Rheostat "Repair"
The installation of Dan's wiring harness requires removal of the dashboard. When I did this for the first time about 7 years ago, I found that the rheostat had been bypassed. Seeing as everything else worked OK, I just left it alone. Now that I'm re-doing all the wiring I decided to a continuity and resistance test to see if it worked. Now I'm no electrical guru by any means but I figured a multi-meter test lead on each terminal would, at least, show continuity through the rheostat if it was working. When I didn't get a reading I figured I had nothing to lose by taking it apart. The late model rheostats differ from the newer ones in two ways: the back cover is "permanently" attached and the internal components are "solid state". The older ones have metal tabs holding the rear cover in place and the internal component is a coiled wire.

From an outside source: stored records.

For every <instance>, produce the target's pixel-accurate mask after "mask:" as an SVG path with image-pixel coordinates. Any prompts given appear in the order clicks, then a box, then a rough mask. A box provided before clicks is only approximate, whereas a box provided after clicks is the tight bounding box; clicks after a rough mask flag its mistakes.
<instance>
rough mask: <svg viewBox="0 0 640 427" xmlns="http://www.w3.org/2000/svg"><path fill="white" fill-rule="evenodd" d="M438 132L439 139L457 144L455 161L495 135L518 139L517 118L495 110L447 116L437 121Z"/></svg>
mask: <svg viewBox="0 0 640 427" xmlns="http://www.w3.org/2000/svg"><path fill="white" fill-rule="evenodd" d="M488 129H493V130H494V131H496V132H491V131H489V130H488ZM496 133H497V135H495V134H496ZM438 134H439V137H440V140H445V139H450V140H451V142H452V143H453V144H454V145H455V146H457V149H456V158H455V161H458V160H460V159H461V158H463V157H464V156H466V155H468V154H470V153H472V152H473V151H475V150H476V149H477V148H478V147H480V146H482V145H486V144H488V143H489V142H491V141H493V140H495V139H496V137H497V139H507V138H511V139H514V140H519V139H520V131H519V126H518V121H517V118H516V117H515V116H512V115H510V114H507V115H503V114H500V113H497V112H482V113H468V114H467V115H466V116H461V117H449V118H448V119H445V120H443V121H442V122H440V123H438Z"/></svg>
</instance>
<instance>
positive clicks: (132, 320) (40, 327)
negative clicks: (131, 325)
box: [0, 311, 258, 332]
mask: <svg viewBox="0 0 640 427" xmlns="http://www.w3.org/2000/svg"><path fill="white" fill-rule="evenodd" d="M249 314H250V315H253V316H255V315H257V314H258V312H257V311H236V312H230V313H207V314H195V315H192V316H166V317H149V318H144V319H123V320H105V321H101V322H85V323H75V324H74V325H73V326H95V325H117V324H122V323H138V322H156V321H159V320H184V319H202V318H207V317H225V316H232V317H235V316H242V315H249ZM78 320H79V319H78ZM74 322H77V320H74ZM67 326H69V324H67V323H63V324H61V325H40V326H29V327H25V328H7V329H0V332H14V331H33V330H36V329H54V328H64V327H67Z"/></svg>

Once I had it open, I removed the 3 parts of it to clean and test. |
As you can see in the enlarged picture of the three parts I almost wrecked the printed circuit on the back plate. I tried to use an eraser to clean it up and it started to come off of the plate. I taped it back down and tested the contact points for continuity and it appears to be OK.
Next up were the sweeper/contact arms
End view of the 5 contact points | |
The problem appeared to be simple enough: at least one of these arms wasn't making contact. I cleaned them up, bent them out more, reassembled the unit and now had continuity. I also did an ohm resistance test and got varied readings when I turned the knob.
Reassembling it did present one problem. The rivets that I drilled out weren't rivets at all. They were part of the case. I tried to drill them all the way through the case but decided to take the easy way out.
Oh well, no one will ever see it again |
Now that I've done all of this I don't know if I want to risk hooking it up again, as I'd have to pull the dash again to fix it or re-wire it.